Re: [RFC PATCH] mm, memcg: fix (Re: OOM: Better, but still there on)

From: Nils Holland
Date: Mon Dec 26 2016 - 13:57:23 EST


On Mon, Dec 26, 2016 at 01:48:40PM +0100, Michal Hocko wrote:
> On Fri 23-12-16 23:26:00, Nils Holland wrote:
> > On Fri, Dec 23, 2016 at 03:47:39PM +0100, Michal Hocko wrote:
> > >
> > > Nils, even though this is still highly experimental, could you give it a
> > > try please?
> >
> > Yes, no problem! So I kept the very first patch you sent but had to
> > revert the latest version of the debugging patch (the one in
> > which you added the "mm_vmscan_inactive_list_is_low" event) because
> > otherwise the patch you just sent wouldn't apply. Then I rebooted with
> > memory cgroups enabled again, and the first thing that strikes the eye
> > is that I get this during boot:
> >
> > [ 1.568174] ------------[ cut here ]------------
> > [ 1.568327] WARNING: CPU: 0 PID: 1 at mm/memcontrol.c:1032 mem_cgroup_update_lru_size+0x118/0x130
> > [ 1.568543] mem_cgroup_update_lru_size(f4406400, 2, 1): lru_size 0 but not empty
>
> Ohh, I can see what is wrong! a) there is a bug in the accounting in
> my patch (I double account) and b) the detection for the empty list
> cannot work after my change because per node zone will not match per
> zone statistics. The updated patch is below. So I hope my brain already
> works after it's been mostly off last few days...

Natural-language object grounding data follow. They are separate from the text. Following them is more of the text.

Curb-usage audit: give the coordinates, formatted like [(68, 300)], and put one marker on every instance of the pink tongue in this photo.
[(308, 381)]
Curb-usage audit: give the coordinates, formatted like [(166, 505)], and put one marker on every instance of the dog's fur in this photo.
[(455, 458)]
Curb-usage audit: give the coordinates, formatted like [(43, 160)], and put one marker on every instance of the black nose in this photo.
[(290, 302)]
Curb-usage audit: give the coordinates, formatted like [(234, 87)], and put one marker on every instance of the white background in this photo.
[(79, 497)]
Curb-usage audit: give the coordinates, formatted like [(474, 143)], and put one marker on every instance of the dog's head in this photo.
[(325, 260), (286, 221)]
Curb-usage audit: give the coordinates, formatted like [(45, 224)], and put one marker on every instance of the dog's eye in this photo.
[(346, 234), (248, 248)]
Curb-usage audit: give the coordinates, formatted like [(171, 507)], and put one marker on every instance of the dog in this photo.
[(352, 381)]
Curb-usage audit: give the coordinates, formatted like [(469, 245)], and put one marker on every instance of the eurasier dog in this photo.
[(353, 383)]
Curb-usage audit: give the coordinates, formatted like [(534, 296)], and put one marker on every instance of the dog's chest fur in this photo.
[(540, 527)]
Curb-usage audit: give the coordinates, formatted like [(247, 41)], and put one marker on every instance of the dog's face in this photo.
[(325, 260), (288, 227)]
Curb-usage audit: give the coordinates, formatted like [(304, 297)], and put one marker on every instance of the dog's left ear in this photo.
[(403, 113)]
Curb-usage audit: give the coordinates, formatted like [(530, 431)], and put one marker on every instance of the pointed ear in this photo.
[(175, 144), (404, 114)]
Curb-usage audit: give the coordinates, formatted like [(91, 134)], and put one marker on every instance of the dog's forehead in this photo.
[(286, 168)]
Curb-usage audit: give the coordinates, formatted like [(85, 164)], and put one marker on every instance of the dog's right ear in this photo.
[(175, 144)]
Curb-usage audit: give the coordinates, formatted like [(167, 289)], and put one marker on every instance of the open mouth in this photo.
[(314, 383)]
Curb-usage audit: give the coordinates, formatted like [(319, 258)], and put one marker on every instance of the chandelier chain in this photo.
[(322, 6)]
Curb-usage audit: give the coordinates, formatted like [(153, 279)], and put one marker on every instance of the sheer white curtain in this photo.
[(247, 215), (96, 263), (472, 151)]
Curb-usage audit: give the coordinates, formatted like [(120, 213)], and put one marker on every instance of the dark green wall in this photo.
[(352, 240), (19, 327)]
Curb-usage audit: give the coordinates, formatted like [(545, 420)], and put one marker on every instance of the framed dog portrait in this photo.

I tried the updated patch, and I can confirm that the warning during
boot is gone. Also, I've tried my ordinary procedure to reproduce my
testcase, and I can say that a kernel with this new patch also works
fine and doesn't produce OOMs or similar issues.

I had the previous version of the patch in use on a machine non-stop
for the last few days during normal day-to-day workloads and didn't
notice any issues. Now I'll keep a machine running during the next few
days with this patch, and in case I notice something that doesn't look
normal, I'll of course report back!

Greetings
Nils